Tina picked up the uppermost book and brushed the dust from the cover. Unsung heroes. She must have read the story twenty times. She knew it off by heart. A young girl wrongly condemned and locked in prison, sang songs at the bars of her cell till one day the prince heard her sing and, delighted by her voice, had come to release her.
Tina had admired that girl with all her heart. She at least had had the courage to sing despite her despair. Tina had always wanted to sing. But she couldn’t. Each time she tried, her throat constricted and her voice croaked. Had not her mother told her. She was hopeless at singing. She could still hear her mother’s words: “Your voice is a disaster. Never let me hear you sing again.”
Tina clenched her fists. She would willingly have screamed, but even that she couldn’t do. Instead, she pushed aside the dolls and curled up on her bed burying her head in the lace-bordered pillow to muffle her sobs. When her tears ceased, she listened to the sounds of birds singing outside till she finally slipped into sleep.

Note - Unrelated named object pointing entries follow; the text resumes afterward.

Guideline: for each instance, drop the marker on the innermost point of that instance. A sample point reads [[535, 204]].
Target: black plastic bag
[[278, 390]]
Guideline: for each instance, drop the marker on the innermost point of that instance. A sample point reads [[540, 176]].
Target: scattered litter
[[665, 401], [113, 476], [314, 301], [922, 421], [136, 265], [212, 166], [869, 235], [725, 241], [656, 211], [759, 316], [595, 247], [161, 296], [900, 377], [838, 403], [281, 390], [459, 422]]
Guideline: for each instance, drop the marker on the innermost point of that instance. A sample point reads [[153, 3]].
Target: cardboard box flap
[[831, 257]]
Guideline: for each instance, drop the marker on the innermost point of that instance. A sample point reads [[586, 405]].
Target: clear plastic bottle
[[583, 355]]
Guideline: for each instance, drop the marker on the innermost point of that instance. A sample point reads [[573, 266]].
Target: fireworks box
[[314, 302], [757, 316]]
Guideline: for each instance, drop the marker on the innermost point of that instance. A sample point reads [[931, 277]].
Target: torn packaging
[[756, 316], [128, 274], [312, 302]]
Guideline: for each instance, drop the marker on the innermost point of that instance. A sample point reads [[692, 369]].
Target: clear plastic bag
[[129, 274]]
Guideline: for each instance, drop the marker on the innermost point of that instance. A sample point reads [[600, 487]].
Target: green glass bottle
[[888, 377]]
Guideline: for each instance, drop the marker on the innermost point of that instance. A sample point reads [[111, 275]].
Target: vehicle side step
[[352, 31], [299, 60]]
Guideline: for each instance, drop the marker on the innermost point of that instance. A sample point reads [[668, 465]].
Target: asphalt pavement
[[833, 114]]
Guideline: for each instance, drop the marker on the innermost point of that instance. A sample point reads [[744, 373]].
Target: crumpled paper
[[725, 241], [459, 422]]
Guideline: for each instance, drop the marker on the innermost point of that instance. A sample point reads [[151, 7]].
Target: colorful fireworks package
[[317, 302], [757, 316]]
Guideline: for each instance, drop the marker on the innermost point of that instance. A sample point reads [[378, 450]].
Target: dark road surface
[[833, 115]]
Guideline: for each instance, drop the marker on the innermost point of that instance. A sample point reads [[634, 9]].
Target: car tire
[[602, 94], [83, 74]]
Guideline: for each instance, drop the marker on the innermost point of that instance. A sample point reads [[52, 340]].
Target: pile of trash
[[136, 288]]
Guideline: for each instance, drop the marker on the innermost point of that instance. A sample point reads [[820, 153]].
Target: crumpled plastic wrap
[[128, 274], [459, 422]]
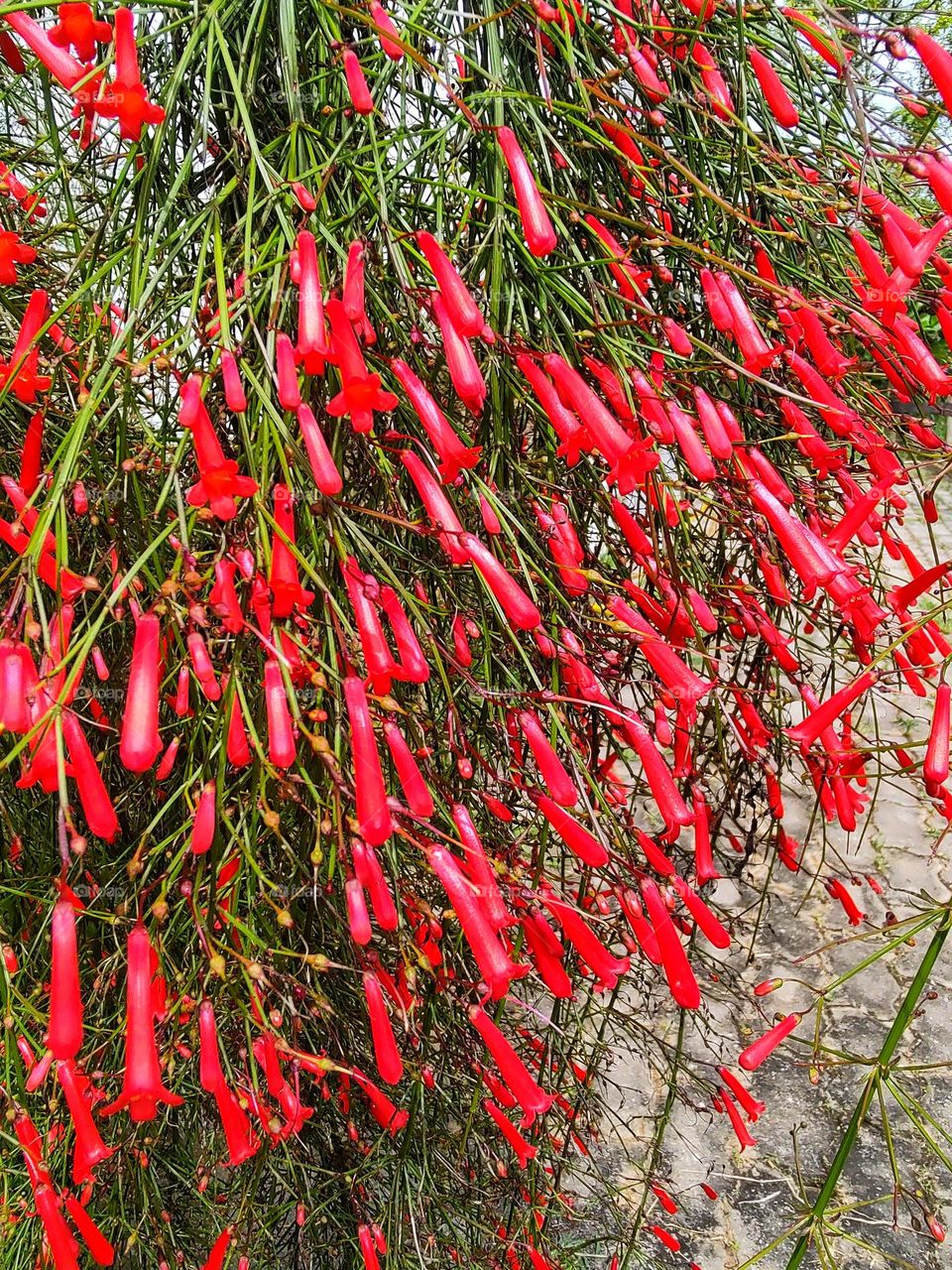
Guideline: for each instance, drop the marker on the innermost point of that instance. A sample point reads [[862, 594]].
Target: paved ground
[[803, 938]]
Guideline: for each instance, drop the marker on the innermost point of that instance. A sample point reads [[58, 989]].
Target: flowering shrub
[[457, 472]]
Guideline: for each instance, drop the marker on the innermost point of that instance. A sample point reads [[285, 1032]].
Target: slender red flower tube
[[285, 581], [740, 1129], [517, 606], [220, 1248], [99, 1247], [444, 520], [557, 780], [525, 1151], [936, 60], [282, 748], [674, 960], [461, 308], [372, 812], [753, 1107], [775, 95], [516, 1075], [575, 835], [492, 957], [452, 452], [937, 753], [143, 1083], [388, 1056], [64, 1033], [357, 87], [765, 1046], [324, 470], [94, 798], [539, 236], [62, 1245], [824, 715], [606, 968], [480, 870], [89, 1150], [412, 780], [547, 952], [412, 662]]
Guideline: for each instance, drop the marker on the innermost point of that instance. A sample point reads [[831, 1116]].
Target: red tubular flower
[[64, 1032], [451, 451], [143, 1083], [412, 663], [753, 1107], [525, 1151], [89, 1150], [126, 96], [21, 372], [99, 1247], [140, 742], [835, 888], [775, 95], [492, 957], [412, 781], [547, 953], [606, 968], [515, 1074], [353, 294], [357, 87], [220, 1248], [381, 667], [462, 366], [386, 27], [707, 924], [936, 765], [571, 435], [61, 64], [674, 960], [62, 1245], [282, 747], [202, 666], [740, 1129], [324, 470], [289, 388], [480, 870], [361, 393], [765, 1046], [539, 236], [312, 345], [557, 780], [575, 835], [382, 1109], [223, 597], [218, 481], [517, 606], [824, 715], [368, 1248], [936, 60], [77, 27], [203, 820], [13, 252], [461, 308], [93, 795], [388, 1056], [372, 812], [286, 585]]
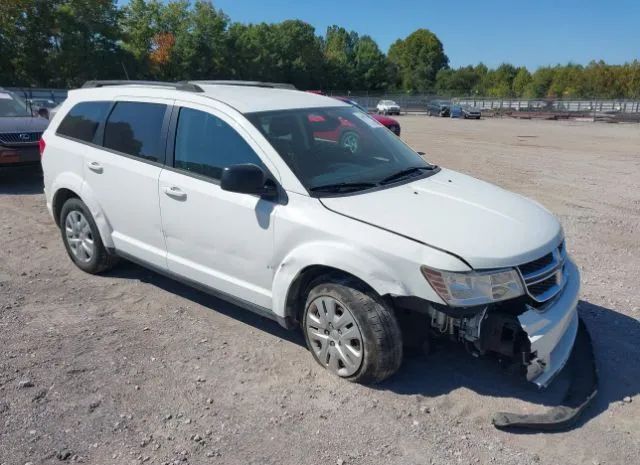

When she awoke, the birds sang on, but her soft bed was gone. In its stead was rough stone and a stench of urine and cabbage soup. She heaved herself to her feet, alarmed to find chains around her wrists and ankles. The room was in darkness, but for a narrow ray of sunlight that entered nearby. Dragging her chains with her, she made for the light.
Solid bars protected the small opening, preventing any escape. Standing on tip-toes she glimpsed a stone courtyard below a tiny square of blue sky. A flash of red caught her attention. Pulling herself higher with the aid of the bars, she saw the prince strolling thoughtfully across the courtyard. Stopping from time to time, he cocked his head to one side as if listening for something. She had to sing. Now was the time. But she couldn’t, she daren’t. Forcing her mouth open, she filled her lungs but no sound issued from between her parched lips. Desperate, she tried again, bracing every muscle in the effort. A feeble croak was all she could manage. The prince turned away and strode towards the exit.
Her fingers relinquished their hold on the bars and she slid down the wall her face and bare arms chaffing against the rough stone till she sank to the filthy floor where she curled up in dumb despair.